Article and images by Michelle Gleeson, Entomologist, Director and Presenter, Bugs Ed
At certain times of the year, usually in the warmer months, the size of some insect populations can explode. A combination of favourable weather conditions and an abundance of food can send the rates of breeding and egg–laying skyrocketing and before you know it, tens of thousands of insects descend upon our homes and gardens.
Other insects, such as some types of butterflies, migrate in large masses – flying long distances in a purposeful manner, ignoring food and potential spouses as they move towards their destination. The end point may be a breeding site where there is an abundance of plants on which to lay their eggs, or it could be a place for over-wintering – a warm, sheltered location where adults cluster together to wait out the coldest months of winter.
These large ‘plagues’ are often witnessed by the public and sometimes attract the attention of the media. Some species are admired for the spectacular, others may cause damage to crops and gardens. While these fluttering masses of insects may invade our personal space for a short time (e.g. flower beetles clustered on washing, butterflies splattering on car windscreens or plague locusts blundering into our face and hair) it is a mild annoyance compared to the excitement of witnessing such a grand and extraordinary phenomenon.

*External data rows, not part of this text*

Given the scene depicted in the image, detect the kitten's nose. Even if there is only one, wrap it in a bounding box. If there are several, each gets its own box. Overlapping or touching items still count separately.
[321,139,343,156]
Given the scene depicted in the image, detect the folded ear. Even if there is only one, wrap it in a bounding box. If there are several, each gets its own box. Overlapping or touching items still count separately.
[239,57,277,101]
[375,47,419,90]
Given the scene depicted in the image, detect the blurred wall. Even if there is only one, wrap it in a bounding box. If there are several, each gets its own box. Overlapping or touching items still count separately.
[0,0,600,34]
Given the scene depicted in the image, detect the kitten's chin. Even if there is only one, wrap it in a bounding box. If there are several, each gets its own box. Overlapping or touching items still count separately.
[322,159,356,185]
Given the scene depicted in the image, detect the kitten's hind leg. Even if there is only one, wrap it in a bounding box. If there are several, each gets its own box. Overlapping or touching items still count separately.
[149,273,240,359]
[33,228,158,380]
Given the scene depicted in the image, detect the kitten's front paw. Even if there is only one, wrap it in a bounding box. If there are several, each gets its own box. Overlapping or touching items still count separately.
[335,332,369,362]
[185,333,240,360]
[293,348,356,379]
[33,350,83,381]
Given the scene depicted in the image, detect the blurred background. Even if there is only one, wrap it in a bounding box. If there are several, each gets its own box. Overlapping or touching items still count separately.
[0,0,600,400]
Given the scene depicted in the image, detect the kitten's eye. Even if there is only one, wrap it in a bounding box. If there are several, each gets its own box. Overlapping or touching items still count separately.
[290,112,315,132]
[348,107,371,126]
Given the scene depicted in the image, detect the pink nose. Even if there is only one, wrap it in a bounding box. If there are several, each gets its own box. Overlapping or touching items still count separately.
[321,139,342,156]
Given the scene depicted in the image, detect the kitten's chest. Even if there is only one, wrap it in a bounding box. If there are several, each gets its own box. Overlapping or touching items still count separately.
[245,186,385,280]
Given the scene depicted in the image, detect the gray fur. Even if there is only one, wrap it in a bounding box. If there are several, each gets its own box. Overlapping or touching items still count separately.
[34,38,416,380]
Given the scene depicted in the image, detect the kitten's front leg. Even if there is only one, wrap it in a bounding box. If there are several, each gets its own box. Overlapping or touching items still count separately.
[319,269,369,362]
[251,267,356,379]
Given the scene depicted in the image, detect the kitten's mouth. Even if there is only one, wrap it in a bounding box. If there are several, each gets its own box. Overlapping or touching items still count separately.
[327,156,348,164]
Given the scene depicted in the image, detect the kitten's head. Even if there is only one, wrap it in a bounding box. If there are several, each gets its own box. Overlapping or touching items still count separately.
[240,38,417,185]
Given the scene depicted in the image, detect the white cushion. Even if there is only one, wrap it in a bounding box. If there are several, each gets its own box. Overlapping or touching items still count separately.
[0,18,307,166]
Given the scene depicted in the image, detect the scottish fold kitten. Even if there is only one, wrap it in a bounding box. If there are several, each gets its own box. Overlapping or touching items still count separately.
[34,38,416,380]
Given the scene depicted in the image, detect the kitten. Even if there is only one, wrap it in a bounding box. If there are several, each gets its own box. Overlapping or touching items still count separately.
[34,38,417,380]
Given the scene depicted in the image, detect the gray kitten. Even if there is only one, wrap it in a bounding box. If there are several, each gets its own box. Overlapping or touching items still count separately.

Two of the butterflies which migrate through the Coast are the caper white butterfly and the blue tiger butterfly.
Caper white butterfly - Belenois java
Caper white butterflies are handsome white insects with yellow and black markings. They can form large migrations in spring and summer, which have been dubbed by some as ‘butterfly snow’. At its peak, as many as 650 individuals have been witnessed passing through a 50 metre line of sight within the space of an hour. The butterflies move at a steady speed, around 2–3 metres off the ground. Unfortunately, at this height, many individuals become splattered on the windscreens of our cars.
The exact nature of these migrations is quite baffling and the direction of flight often depends on your locality. Queensland populations tend to fly further north during the spring, whereas those in New South Wales and Victoria, fly south.
Caper whites breed in vast numbers on caper bush, a shrub that grows commonly, further inland from the coast of Australia. The larvae reach huge populations, often completely stripping the foliage from the plant. The migrations of the adults are almost certainly linked with the butterfly’s search for suitable plants for egg laying, as well as warm, mild temperatures for optimal survival.
Size: adult wingspan 55 mm.
Goodie or baddie? These migrations are a beautiful sight, however a trip through the car wash may be needed.
Blue tiger butterfly - Tirumala hamata
Blue tiger butterflies are large dark brown or black butterflies, with streaks of light blue markings dotted across their wings. They can be found breeding in coastal and monsoonal rainforests, where their caterpillars feed on certain species of vines. From time to time they form huge migrations during spring, usually making their way southward. In autumn, the butterflies fly north in search of over-wintering sites, where they wait out the cooler months huddled together on trees and vines in dry gullies and creek banks.
Size: adult wingspan 70 mm.
Goodie or baddie? A beautiful butterfly to watch flutter by.